Activity Based Costing
Activity based costing is a more complete and accurate way of assigning manufacturing costs to a product. It can be used in other ways to determine cost effectiveness, profitability for services rendered and how to estimate per hour billing rates.
First some definitions:
Standard costing – this is the more traditional way of applying overhead costs to products. Anything in the manufacturing process that can’t be easily and directly tied to each product is lumped into manufacturing overhead. To insure products are appropriately prices and accounting for in COGS, the overhead is assigned or allocated to each product using some driver or rate. This typically was labor hours or machine hours.
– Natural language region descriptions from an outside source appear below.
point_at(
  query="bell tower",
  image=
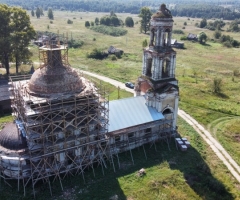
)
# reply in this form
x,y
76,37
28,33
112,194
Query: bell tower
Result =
x,y
158,82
Direct materials – these are the materials that can be directly tied to the manufacture of a product
Direct labor – the production labor costs that is applied to convert raw materials into a product
Conversion Costs – The sum of direct labor costs and overhead costs. What is necessary in order to convert raw materials into a finished product
Activities – Events or transactions that create costs within a manufacturing entity.
Costs Drivers – an activity that produces costs and which are used to assign costs to products
Unit activities – These activities are performed for each unit of production. These costs vary directly with the number of products produced.
Batch level activities – These activities vary with the number of batches of something. This might be production batches or purchase orders.
Product level activities - These relate to specific products manufactured by the company rather than the units of production. These include parts inventories, engineering change orders
Facility level activities – These relate to the factory level and include factory management, insurance, property taxes, depreciation.